Day 4: Chapters 6 and 7. As I near the conclusion of Gatsby, I’ll refrain from spoilers. Maybe you’ve never read it? Or, maybe, like me, you have, but don’t remember exactly how the plot unfolds? Suffice it to say that Fitzgerald continues his pattern of exploring one scene per chapter, generally expanding the cast of characters we see interact such that by Chapter 7, we have all the major players coming together (Nick, Gatsby, Daisy, Tom, Jordan, and George and Myrtle Wilson), although they don’t all survive the chapter. Sometimes, I suspect that Gatsby’s place near the top of the list of great American novels is because it’s the ideal high school English class book. It’s short, it’s not overly challenging in terms of vocabulary, it allows for fruitful discussion of the idea of the observant first-person narrator, and don’t forget those symbols! Or, to put it another way, everybody’s read it. Plus it makes for a pretty sumptuous movie. It also leaves room for ambiguity when it comes to character motivation. Does Gatsby have a pure love for Daisy, or is she simply another rich possession to acquire? Is Daisy attracted to Gatsby for Gatsby, or does he represent the more glamorous life of new money when compared with old money? How does Daisy work through her feelings for her cheating husband vs. the tarnished version of Gatsby that Tom seeks to uncover for her? Discuss.
Day 5: Chapters 8 and 9. To the very end, Nick vacillates in his feelings about Gatsby. Practically Nick’s final words to him (“You’re worth the whole damn bunch put together”) is immediately followed by this: “It was the only compliment I ever gave him, because I disapproved of him from beginning to end.” Yet Nick, unlike practically everyone else, is there at the end, allowing us to compare the final, desolate view of Gatsby’s mansion with the parties we recall from earlier.

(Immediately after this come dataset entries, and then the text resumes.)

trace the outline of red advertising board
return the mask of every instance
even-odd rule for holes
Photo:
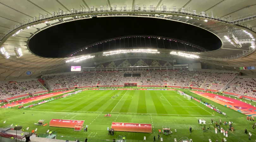
[[[50,126],[53,127],[74,128],[76,124],[83,125],[84,121],[65,120],[52,119],[50,122]]]
[[[111,128],[118,131],[134,132],[152,133],[151,124],[149,124],[131,123],[112,122]]]

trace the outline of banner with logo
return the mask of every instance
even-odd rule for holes
[[[150,124],[112,122],[111,128],[118,131],[152,133]]]
[[[52,127],[74,128],[76,124],[83,125],[83,120],[65,120],[52,119],[50,122],[50,126]]]
[[[190,92],[246,115],[256,116],[256,108],[248,104],[238,100],[211,93],[196,91]],[[221,110],[215,110],[219,112]]]

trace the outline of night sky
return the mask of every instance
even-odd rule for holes
[[[33,52],[40,56],[63,57],[94,43],[131,35],[151,35],[176,38],[210,50],[217,49],[221,46],[220,40],[216,36],[192,25],[156,18],[125,17],[95,17],[54,26],[36,34],[29,41],[29,47]],[[129,47],[132,47],[131,42],[130,40],[129,41]],[[112,43],[107,46],[105,45],[105,47],[97,48],[97,50],[94,46],[92,51],[88,49],[84,53],[113,49],[117,47],[118,48],[123,48],[124,46],[128,47],[128,40],[122,42],[124,43],[119,43],[120,45],[116,43],[115,47],[114,46],[114,43]],[[145,47],[145,44],[146,47],[149,47],[149,44],[147,43],[149,42],[148,40],[145,40],[144,43],[146,43],[144,45],[142,44],[142,46]],[[151,42],[151,44],[152,47],[156,47],[156,43]],[[159,48],[163,48],[163,45],[165,44],[164,43],[161,45],[158,43],[157,45]],[[136,47],[140,46],[141,44],[135,45],[136,44],[134,43],[133,44],[133,47]],[[169,48],[166,46],[166,48]],[[185,50],[180,47],[179,50]],[[188,51],[192,51],[188,50]]]

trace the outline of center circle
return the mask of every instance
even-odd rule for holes
[[[127,96],[127,97],[126,97]],[[116,99],[115,98],[112,98],[113,100],[121,100],[121,101],[125,101],[126,100],[130,100],[130,99],[132,99],[133,97],[132,96],[130,95],[126,95],[125,96],[123,96],[122,97],[121,97],[121,96],[119,95],[119,96],[118,97],[115,97],[115,98],[117,98],[117,99]]]

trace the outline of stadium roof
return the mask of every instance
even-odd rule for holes
[[[124,5],[127,5],[125,9]],[[116,5],[116,8],[114,5]],[[156,8],[151,8],[150,5]],[[91,6],[94,6],[93,9],[90,9]],[[253,29],[256,28],[256,21],[254,20],[256,18],[256,1],[253,0],[0,0],[0,45],[4,47],[10,56],[8,58],[2,54],[0,56],[1,80],[37,77],[42,74],[66,70],[71,65],[65,63],[68,58],[47,58],[34,55],[28,48],[30,39],[51,26],[95,16],[150,17],[192,24],[216,34],[222,40],[222,46],[215,51],[193,53],[200,57],[197,60],[184,58],[183,59],[201,61],[218,68],[223,66],[226,69],[235,70],[239,69],[237,67],[239,67],[256,64],[255,48],[251,47],[256,37],[256,31]],[[205,12],[205,15],[202,11]],[[251,35],[248,34],[250,33]],[[234,41],[238,43],[231,44]],[[242,47],[240,47],[241,43]],[[15,48],[20,48],[23,56],[17,58],[16,55],[12,55],[17,54]],[[170,55],[171,51],[161,51],[155,57],[181,58]],[[90,63],[102,60],[99,59],[106,59],[106,62],[109,60],[101,56],[101,52],[95,54],[98,56],[77,64],[86,66]],[[139,56],[143,56],[142,54]],[[109,58],[117,60],[117,56]],[[155,55],[147,54],[144,56],[149,56],[151,57],[150,56]],[[128,57],[140,56],[125,57]],[[32,74],[26,75],[27,71],[32,71]],[[256,71],[242,72],[253,74]]]

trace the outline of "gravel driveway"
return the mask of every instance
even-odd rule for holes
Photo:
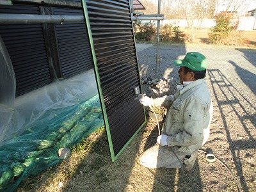
[[[256,49],[160,46],[157,77],[179,81],[179,67],[172,63],[190,51],[207,58],[205,79],[214,109],[211,136],[202,150],[213,152],[227,165],[241,191],[256,191]],[[156,78],[156,58],[155,45],[138,52],[142,79],[146,75]],[[147,88],[143,86],[144,92]],[[196,170],[201,184],[209,189],[205,191],[237,191],[234,179],[223,164],[204,162],[198,161]],[[196,182],[186,180],[186,176],[184,182]]]

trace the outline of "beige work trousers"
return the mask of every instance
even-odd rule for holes
[[[186,170],[192,169],[197,157],[197,152],[192,154],[189,159],[185,154],[174,150],[173,154],[170,147],[161,146],[156,143],[143,152],[140,156],[140,163],[145,167],[157,168],[181,168]],[[179,159],[178,159],[178,158]]]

If The Great Gatsby has a legitimate claim for the crown of Great American Novel, its slim size points the way. There are moments in both Huckleberry Finn and Moby-Dick where inspiration flags a bit, but there’s no fat to Gatsby. Every scene, every description, every symbol, every flashback, every twist and turn in our view of character, all the ideas about money. success, and love: nothing is wasted in this superbly crafted novel. At the level of the individual sentence, I personally lean toward Twain’s homespun humor and Melville’s Biblical cadences (and I’m still not changing my best-of-1925 vote for Virginia Wolff). but if your only experience of Fitzgerald’s masterpiece was way back in high school, celebrate the birthday of The Great Gatsby by reading it anew, then see what you think today.